A favourite excursion made by Charles several times with friends from the Beagle was to climb to the summit of the Corcovado mountain, a huge mass of naked granite looking down on Rio, where a century later the huge statue of Christ would be erected. On 30 May, Charles took his mountain barometer with him, and determined the height of the mountain to be 2225 feet above sea level, though possibly the figure of 2330 feet obtained on another occasion by Captain P.P. King was more reliable.

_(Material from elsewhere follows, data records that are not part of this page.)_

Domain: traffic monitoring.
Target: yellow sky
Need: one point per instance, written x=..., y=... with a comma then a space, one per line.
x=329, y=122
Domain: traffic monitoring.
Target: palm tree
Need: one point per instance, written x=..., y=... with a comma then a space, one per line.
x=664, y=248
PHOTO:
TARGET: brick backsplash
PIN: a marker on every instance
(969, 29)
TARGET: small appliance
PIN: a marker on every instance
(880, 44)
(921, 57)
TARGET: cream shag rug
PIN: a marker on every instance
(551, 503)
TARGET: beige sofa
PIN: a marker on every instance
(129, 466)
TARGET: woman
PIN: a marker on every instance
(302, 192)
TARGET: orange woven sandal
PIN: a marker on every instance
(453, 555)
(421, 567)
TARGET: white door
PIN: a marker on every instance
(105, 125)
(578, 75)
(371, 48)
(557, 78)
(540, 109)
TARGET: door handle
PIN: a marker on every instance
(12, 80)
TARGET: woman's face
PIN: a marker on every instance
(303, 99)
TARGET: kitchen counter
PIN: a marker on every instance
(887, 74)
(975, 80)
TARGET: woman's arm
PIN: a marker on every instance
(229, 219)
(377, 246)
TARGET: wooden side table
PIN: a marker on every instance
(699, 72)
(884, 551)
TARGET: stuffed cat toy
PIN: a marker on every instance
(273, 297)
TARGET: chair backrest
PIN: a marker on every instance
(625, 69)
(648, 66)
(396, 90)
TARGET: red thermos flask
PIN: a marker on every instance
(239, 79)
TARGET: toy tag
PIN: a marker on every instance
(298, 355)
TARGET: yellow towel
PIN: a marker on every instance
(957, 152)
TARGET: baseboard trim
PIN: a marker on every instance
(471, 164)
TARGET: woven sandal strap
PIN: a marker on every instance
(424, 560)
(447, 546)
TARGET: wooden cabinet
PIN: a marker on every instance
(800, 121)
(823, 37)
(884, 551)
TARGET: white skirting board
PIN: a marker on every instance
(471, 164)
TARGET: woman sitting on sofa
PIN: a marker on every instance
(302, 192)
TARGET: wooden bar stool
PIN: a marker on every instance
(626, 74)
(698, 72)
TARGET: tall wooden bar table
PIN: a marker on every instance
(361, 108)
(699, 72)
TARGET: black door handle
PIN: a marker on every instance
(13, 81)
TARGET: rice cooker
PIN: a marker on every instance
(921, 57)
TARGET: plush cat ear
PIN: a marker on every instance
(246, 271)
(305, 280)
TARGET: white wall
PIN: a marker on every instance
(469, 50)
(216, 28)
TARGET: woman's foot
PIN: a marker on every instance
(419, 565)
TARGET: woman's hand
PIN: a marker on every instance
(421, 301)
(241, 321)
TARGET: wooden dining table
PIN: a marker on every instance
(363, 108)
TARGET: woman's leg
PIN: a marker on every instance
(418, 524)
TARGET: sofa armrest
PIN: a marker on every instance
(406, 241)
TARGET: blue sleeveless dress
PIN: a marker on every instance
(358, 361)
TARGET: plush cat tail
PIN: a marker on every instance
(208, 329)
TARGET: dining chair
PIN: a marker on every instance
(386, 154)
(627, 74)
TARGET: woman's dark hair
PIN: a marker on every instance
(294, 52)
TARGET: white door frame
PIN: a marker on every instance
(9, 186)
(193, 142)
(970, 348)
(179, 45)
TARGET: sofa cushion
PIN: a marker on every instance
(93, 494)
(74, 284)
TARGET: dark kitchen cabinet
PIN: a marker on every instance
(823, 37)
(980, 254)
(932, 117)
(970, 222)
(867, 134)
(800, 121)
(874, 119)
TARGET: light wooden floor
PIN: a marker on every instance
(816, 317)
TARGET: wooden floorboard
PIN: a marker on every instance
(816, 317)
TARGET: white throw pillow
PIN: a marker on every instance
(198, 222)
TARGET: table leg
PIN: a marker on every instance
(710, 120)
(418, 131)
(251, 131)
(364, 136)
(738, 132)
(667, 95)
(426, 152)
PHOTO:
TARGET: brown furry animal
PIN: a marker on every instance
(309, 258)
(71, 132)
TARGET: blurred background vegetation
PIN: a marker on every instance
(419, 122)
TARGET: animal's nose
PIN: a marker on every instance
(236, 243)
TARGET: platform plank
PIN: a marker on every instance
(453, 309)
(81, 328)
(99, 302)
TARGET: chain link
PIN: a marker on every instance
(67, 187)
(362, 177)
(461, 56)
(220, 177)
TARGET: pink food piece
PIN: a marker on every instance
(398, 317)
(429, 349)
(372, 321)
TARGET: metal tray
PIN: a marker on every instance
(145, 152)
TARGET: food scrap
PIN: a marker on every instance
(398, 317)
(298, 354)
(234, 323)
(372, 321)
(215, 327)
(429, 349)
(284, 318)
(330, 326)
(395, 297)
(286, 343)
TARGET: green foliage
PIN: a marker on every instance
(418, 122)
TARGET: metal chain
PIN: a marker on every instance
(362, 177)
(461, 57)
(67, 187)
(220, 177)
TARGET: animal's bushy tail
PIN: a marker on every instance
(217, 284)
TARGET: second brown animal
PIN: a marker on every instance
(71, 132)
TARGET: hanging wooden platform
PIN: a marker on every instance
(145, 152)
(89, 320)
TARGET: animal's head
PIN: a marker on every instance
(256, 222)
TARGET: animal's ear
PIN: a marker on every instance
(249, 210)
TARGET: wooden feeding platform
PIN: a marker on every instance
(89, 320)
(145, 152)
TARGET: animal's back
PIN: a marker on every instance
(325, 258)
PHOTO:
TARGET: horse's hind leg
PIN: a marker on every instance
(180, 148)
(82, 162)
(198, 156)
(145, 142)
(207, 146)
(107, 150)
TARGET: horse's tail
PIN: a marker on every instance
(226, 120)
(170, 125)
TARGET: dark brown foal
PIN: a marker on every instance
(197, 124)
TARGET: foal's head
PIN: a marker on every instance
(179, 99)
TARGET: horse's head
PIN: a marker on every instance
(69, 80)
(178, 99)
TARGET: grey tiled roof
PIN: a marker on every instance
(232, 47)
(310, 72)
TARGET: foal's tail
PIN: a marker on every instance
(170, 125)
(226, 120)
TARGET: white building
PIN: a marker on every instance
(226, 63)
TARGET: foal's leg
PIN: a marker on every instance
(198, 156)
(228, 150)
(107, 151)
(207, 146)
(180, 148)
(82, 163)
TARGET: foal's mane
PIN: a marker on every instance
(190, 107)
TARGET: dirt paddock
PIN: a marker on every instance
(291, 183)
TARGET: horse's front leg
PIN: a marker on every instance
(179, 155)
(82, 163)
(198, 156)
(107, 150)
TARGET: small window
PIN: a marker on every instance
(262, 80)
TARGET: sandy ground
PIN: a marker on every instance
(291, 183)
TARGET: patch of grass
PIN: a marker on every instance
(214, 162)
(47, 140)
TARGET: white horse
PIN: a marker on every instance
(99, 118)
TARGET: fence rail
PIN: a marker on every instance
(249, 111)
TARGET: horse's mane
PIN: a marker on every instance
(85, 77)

It was while he was in Rio that Charles wrote to Henslow: ‘I am at present red-hot with spiders, they are very interesting, & if I am not mistaken, I have already taken some new genera.’ He had indeed, and one of his captures was a crab spider of the family Thomisidae:

Evidently by its four front strong equal legs being much longer than posterior; by its habits on a leaf of a tree, is a Laterigrade: It differs however most singularly from that tribe & is I think a new genus. Eyes 10 in number, (!?) anterior ones red, situated on two curved longitudinal lines, thus the central triangular ones on an eminence: Machoires rounded inclined: languettes bluntly arrow shaped: Cheliceres powerful with large aperture for poison. Abdomen encrusted & with 5 conical peaks: Thorax with one small one: Crotchets to Tarsi, very strong (& with 2 small corresponding ones beneath?) Colour snow white, except tarsi & half of leg bright yellow. also tops of abdominal points & line of eyes black. It must I think be new. Lithetron paradoxicus Darwin!!! Taken in the forest.65


Charles’s occasional lapses into French in his notes were the consequence of his dependence on books by the encyclopédistes Cuvier, Lamarck, Lamouroux and others in the Beagle’s library, his favourite being the seventeen volumes of the Dictionnaire classique d’histoire naturelle, edited by Jean Baptiste Genevieve Marcellin Bory de Saint-Vincent.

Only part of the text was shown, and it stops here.